Older workers also are having an easier time regaining employment now than during the recession. The typical unemployed person over age 55 needed 21 weeks to find a new job during the third quarter this year — far less than at the peak of the recession, when they needed 35 weeks. 
Despite this improvement, median weekly earnings of full-time workers age 55 to 64 have not risen appreciably during the recovery, standing at $872 during the third quarter of 2019, compared with $861 in the third quarter of 2008, adjusted for inflation, according to Census Bureau data.

And for many workers who lost a job in the recession, the damage was permanent, says Teresa Ghilarducci, a labor economist and the center’s director. “People who were 55 or older during the recession have never quite recovered — they are far behind in building up wealth again, and when they did find another job, it probably paid much less than they were earning before the recession.”

Housing: It’s a big part of security, and it’s wobbly

For most Americans, homeownership is a crucial part of retirement security. “Retirement accounts are one of the important ways people save for retirement — and the other is paying off the mortgage in retirement,” says Alicia Munnell, director of the Center for Retirement Research at Boston College.

But homeownership rates for older Americans have fallen sharply since the recession, according to the Joint Center for Housing Studies of Harvard University.

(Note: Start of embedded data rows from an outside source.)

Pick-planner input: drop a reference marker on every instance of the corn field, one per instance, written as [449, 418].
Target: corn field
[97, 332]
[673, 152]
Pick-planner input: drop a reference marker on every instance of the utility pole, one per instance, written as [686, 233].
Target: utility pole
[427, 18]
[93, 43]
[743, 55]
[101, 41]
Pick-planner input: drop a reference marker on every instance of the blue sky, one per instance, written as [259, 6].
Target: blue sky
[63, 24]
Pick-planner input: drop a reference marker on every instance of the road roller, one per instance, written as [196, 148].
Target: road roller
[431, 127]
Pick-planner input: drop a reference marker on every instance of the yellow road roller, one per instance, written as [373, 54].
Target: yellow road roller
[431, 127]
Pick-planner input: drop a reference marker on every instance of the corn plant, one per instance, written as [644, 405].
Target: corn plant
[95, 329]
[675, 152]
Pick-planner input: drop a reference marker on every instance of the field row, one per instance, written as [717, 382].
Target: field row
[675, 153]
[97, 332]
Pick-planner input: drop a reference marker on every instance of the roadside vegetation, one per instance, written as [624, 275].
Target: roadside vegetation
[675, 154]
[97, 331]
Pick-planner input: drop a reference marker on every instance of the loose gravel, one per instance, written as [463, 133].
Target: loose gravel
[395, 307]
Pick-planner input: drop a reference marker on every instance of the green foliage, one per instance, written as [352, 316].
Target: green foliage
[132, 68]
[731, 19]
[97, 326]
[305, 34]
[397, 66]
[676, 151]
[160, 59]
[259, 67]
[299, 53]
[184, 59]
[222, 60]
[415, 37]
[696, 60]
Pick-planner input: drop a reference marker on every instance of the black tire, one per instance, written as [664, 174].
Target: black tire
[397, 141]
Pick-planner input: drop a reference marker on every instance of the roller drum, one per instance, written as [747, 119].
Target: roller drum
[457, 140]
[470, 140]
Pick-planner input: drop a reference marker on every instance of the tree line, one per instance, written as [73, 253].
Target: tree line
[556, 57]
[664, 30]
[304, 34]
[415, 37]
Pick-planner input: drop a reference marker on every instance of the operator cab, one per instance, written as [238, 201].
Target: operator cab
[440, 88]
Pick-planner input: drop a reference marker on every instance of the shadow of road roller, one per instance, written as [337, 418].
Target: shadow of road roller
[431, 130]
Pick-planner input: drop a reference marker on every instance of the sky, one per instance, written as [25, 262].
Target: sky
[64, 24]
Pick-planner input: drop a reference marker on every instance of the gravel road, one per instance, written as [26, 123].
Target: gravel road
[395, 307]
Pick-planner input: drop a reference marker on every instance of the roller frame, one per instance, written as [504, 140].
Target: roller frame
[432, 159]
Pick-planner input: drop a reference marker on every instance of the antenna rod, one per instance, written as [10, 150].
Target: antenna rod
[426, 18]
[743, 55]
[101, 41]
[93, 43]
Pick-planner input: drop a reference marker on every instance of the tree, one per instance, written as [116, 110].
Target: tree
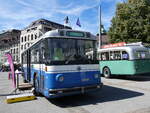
[131, 22]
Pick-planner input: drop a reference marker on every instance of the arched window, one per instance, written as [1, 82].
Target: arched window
[35, 36]
[25, 38]
[21, 39]
[28, 37]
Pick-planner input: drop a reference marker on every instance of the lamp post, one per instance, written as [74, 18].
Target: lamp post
[100, 25]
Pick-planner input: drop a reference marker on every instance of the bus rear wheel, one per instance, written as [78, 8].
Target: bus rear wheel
[106, 72]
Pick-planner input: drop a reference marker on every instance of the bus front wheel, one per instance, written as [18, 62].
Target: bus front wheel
[106, 72]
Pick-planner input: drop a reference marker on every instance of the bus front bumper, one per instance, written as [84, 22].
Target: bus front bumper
[75, 90]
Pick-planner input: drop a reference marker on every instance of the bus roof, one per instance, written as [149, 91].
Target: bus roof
[127, 48]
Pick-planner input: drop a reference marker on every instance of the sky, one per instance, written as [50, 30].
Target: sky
[18, 14]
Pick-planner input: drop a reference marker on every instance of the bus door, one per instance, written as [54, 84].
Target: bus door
[28, 66]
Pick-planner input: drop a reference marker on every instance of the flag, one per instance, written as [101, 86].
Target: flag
[78, 22]
[66, 20]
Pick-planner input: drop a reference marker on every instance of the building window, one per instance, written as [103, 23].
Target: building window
[25, 46]
[21, 47]
[17, 50]
[47, 29]
[32, 37]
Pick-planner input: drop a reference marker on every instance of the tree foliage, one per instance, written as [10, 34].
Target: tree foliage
[131, 22]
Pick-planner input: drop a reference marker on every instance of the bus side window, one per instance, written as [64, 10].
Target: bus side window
[125, 55]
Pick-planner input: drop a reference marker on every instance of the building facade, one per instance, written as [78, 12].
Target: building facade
[36, 29]
[9, 42]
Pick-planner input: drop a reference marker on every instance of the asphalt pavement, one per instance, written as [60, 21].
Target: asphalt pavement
[118, 95]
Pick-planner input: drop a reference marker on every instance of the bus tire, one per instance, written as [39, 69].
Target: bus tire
[36, 87]
[106, 72]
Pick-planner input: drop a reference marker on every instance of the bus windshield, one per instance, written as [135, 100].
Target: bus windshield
[68, 51]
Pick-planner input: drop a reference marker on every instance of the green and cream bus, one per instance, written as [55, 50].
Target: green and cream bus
[124, 60]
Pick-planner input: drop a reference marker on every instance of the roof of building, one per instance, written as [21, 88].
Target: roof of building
[46, 22]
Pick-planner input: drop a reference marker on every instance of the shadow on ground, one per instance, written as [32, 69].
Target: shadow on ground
[106, 94]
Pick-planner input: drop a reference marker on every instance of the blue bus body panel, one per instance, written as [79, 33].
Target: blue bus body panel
[71, 80]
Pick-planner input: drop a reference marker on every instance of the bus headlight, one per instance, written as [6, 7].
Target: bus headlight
[96, 76]
[60, 78]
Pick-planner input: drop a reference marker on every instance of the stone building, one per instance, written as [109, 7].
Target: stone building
[104, 39]
[9, 42]
[31, 33]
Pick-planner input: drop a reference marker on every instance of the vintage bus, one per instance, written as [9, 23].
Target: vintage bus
[57, 64]
[130, 59]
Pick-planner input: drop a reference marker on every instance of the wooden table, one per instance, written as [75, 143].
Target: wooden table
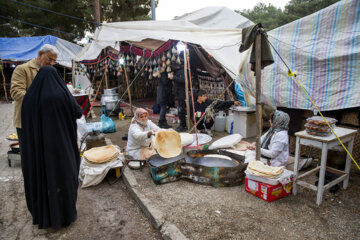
[324, 143]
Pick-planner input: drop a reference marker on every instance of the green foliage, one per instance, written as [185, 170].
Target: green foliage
[272, 17]
[75, 8]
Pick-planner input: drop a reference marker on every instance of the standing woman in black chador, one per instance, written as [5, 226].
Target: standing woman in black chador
[50, 155]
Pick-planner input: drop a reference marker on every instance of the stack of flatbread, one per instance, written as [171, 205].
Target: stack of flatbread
[241, 146]
[168, 143]
[260, 169]
[103, 154]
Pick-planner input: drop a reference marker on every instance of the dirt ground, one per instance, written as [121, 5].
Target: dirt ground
[200, 212]
[205, 212]
[104, 211]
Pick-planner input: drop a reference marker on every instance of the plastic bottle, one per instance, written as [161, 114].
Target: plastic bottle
[232, 127]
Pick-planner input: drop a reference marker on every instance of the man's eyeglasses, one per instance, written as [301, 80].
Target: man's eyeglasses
[51, 59]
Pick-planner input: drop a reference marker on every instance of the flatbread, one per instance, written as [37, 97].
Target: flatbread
[241, 146]
[218, 156]
[226, 142]
[168, 143]
[101, 154]
[186, 139]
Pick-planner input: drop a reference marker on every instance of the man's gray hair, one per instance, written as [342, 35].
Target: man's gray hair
[49, 48]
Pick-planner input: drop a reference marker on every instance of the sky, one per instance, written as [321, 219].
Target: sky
[168, 9]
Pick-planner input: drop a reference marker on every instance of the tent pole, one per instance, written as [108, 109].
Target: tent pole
[186, 52]
[73, 73]
[106, 78]
[129, 92]
[2, 73]
[258, 94]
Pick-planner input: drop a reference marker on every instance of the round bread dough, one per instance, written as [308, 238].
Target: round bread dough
[101, 154]
[168, 143]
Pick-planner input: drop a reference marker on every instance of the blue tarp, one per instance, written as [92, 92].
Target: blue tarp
[23, 48]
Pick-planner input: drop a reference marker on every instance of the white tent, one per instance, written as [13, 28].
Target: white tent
[216, 17]
[219, 40]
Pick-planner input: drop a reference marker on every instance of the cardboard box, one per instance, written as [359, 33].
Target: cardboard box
[266, 191]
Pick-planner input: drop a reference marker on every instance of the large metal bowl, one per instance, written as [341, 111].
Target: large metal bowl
[110, 105]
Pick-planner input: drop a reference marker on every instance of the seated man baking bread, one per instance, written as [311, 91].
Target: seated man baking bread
[139, 145]
[201, 103]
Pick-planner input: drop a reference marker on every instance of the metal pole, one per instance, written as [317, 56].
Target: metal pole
[153, 10]
[106, 78]
[258, 94]
[129, 92]
[97, 12]
[186, 52]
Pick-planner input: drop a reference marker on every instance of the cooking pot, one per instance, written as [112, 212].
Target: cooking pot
[110, 91]
[107, 98]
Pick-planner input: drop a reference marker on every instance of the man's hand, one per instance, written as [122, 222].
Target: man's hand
[171, 75]
[252, 146]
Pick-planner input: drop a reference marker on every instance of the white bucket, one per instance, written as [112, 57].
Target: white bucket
[220, 121]
[229, 120]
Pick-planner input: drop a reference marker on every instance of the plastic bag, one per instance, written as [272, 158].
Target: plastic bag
[108, 125]
[81, 131]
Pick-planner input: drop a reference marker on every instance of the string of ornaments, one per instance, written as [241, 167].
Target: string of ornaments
[116, 63]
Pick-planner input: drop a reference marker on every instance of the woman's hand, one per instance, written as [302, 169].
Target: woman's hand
[252, 146]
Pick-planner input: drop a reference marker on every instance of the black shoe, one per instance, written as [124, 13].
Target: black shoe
[164, 125]
[181, 129]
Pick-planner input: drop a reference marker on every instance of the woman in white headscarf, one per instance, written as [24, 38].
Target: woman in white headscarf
[139, 145]
[275, 142]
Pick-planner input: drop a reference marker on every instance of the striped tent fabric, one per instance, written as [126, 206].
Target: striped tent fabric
[324, 49]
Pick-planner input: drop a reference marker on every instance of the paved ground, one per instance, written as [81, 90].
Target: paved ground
[200, 212]
[104, 211]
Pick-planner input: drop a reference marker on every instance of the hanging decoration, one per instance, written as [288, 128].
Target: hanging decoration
[131, 58]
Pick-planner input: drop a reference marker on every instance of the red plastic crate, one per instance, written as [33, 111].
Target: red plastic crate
[266, 191]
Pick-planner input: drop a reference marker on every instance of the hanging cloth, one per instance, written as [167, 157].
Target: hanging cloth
[248, 38]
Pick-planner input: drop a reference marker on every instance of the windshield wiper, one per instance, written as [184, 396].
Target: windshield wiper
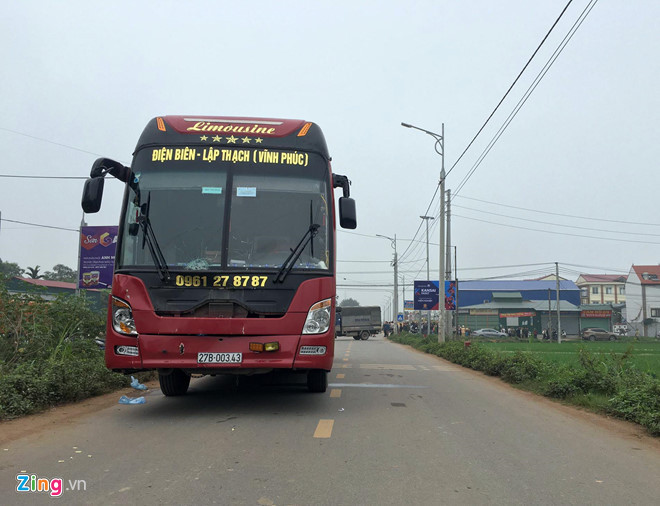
[296, 252]
[149, 237]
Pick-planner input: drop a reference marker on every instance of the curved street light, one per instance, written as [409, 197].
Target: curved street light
[395, 264]
[440, 149]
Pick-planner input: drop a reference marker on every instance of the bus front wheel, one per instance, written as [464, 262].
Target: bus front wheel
[174, 383]
[317, 380]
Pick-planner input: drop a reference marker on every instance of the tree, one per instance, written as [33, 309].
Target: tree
[33, 272]
[61, 272]
[10, 269]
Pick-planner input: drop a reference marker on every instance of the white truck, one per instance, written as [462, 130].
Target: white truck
[361, 322]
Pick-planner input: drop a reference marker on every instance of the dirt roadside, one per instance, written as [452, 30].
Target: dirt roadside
[627, 430]
[65, 414]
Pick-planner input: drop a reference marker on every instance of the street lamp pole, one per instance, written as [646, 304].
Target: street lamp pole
[428, 275]
[395, 264]
[440, 149]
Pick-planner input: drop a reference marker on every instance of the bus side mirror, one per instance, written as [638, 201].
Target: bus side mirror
[103, 166]
[347, 215]
[92, 195]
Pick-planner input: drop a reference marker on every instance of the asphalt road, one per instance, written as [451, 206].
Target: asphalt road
[395, 427]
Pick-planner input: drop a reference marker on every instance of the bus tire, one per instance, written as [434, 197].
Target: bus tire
[317, 380]
[175, 383]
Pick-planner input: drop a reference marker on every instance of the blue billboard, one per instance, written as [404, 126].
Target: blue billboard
[427, 295]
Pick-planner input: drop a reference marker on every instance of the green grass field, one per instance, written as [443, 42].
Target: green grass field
[645, 354]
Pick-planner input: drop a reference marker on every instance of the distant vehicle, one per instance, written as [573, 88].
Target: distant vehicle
[489, 333]
[621, 329]
[596, 334]
[361, 322]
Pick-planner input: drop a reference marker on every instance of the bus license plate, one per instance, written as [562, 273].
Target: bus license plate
[219, 358]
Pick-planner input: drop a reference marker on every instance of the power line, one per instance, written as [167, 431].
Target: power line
[48, 141]
[529, 92]
[557, 224]
[555, 233]
[42, 177]
[557, 214]
[42, 226]
[511, 87]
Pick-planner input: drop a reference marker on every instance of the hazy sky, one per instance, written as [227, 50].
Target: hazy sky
[571, 180]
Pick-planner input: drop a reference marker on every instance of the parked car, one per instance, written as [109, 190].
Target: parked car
[596, 334]
[489, 333]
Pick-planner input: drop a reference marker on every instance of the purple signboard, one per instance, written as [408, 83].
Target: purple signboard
[426, 295]
[450, 295]
[97, 256]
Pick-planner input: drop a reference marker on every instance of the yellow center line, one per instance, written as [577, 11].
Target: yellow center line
[324, 429]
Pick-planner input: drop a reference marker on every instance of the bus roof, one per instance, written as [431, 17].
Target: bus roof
[226, 131]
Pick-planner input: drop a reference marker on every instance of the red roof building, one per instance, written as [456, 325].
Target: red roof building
[602, 288]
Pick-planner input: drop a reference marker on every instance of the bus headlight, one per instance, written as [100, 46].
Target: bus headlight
[122, 317]
[318, 318]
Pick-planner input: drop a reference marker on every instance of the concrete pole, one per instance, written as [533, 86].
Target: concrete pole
[428, 270]
[558, 310]
[441, 306]
[448, 314]
[396, 289]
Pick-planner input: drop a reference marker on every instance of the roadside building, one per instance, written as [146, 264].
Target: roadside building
[602, 288]
[49, 290]
[511, 312]
[596, 316]
[480, 292]
[643, 300]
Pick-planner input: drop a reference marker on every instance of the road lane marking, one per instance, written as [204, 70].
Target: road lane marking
[375, 385]
[396, 367]
[324, 429]
[446, 368]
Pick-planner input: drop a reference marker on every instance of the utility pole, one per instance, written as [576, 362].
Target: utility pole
[448, 325]
[428, 272]
[558, 310]
[549, 317]
[395, 264]
[456, 291]
[440, 149]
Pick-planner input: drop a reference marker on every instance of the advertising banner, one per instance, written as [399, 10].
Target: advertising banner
[97, 257]
[450, 295]
[426, 295]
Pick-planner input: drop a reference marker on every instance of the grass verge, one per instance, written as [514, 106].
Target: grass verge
[609, 383]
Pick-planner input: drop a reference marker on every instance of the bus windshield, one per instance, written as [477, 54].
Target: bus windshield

And an already-substantial racial gap in ownership rates has widened significantly during the economic recovery — for example, ownership rates for black households age 50 to 64 fell to 54 percent in 2018 from 62 percent in 2004.

The ownership trends are worrisome because homeowners can tap the equity in their homes by borrowing against it or by downsizing. Moreover, owners enjoy greater housing security and more predictable housing costs than do renters.

The researchers at Harvard also found that a growing share of older households are carrying mortgage debt, or that they are burdened by their housing costs — which the center defines as paying more than half of income for housing.

“Many of the indicators have not improved since the recession — and in fact many have become more negative,” says Jennifer Molinsky, a senior research associate at the center.

Social Security: Net benefits are down

Social Security remains the linchpin of retirement security for most Americans 10 years after the crash — but the value of benefits has fallen during this decade, and will fall further in the years ahead.

That has nothing to do with economic cycles. Changes enacted in 1983 are gradually pushing up the program’s full retirement age — that is, the age when claiming gets you 100 percent of your earned benefit. That age is gradually increasing to 67 for workers born in 1960 or later.

A higher retirement age acts as a benefit cut, since it raises the bar for receiving full benefits.

Net benefits are shrinking further because of rising Medicare Part B premiums, which typically are deducted from benefits. What’s more, a rising number of Social Security claimants owe income taxes on at least part of their benefits.

The Center for Retirement Research calculates that an average earner retiring at age 65 could expect to replace 37 percent of pre-retirement income in 2010; that dropped to 35 percent in 2018 and will fall to 29 percent in 2035.